シャネルとストラヴィンスキーの恋物語だが、私はストラヴィンスキーの妻に感情移入した。
肺病を患う彼女・・・。
肉体的にも美しいシャネル。肉体と才能に魅了されるストラヴィンスキー。
ストラヴィンスキーの妻、カテリーヌには、常に死の臭いが付きまとう。
カテリーナからみた二人に対する気持ち−病人からみた魅力的な人間に対する嫉妬。自分の人生を奪われた気持ち。
彼女は病の体でありながら、自立する道を選ぶ。
苦しかった。
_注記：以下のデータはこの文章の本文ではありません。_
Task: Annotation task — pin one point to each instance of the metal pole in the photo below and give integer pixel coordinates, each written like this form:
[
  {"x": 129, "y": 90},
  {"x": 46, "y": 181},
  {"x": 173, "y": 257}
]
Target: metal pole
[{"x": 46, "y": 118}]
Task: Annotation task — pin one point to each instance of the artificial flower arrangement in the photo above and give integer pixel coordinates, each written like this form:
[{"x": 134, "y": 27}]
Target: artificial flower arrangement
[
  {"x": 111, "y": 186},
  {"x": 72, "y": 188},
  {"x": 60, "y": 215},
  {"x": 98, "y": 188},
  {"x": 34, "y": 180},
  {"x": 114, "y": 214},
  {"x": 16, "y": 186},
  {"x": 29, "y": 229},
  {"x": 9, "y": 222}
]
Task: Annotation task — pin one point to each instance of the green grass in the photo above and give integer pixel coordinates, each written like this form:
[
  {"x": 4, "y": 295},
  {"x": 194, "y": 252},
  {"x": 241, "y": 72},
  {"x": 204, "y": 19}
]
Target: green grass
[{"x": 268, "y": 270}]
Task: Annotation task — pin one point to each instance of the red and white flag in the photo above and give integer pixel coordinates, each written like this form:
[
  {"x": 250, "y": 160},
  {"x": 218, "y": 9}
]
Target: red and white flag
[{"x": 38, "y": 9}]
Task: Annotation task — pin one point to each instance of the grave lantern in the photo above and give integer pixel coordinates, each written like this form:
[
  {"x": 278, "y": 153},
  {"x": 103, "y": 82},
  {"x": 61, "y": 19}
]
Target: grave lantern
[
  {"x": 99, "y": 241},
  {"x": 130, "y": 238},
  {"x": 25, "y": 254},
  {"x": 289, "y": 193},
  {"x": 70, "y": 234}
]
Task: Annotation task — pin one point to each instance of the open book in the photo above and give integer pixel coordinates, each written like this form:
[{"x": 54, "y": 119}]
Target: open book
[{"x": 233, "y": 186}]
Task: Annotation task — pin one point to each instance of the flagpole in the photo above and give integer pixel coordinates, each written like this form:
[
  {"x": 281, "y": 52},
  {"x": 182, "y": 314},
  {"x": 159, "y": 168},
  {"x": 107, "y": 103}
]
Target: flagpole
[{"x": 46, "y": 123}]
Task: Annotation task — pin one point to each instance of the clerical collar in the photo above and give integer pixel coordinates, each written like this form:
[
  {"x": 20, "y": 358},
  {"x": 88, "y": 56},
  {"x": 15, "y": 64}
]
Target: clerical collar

読みながら、彼女のように気持ちを強く持てるか心配だった。
そして、美しいシャネルに対する嫉妬心が、痛いほど良く分かった。
病気だから、健康な人と比べても仕方がない。
そうかもしれない。
私は健康な人と比較しているのか・・・それもあるかもしれないけど、比較よりも、今の自分が非生産的で美しくないと思っていることが原因だと思う。
胸がない。
胸の傷にはまだ、ガーゼが張られている。
まだ感覚はない。
脇の傷はガーゼが取れている。
脇もまだ感覚はない。
そして、その縫い口は・・・酷いと思った。
私の体は、もう再起不能だと思った。
まだ傷口が膨らんでいる。でも触っても、感覚がない。
傷が痛々しい。
息子にもまだ見せていない。
いったい、いつになったら治るんだろう。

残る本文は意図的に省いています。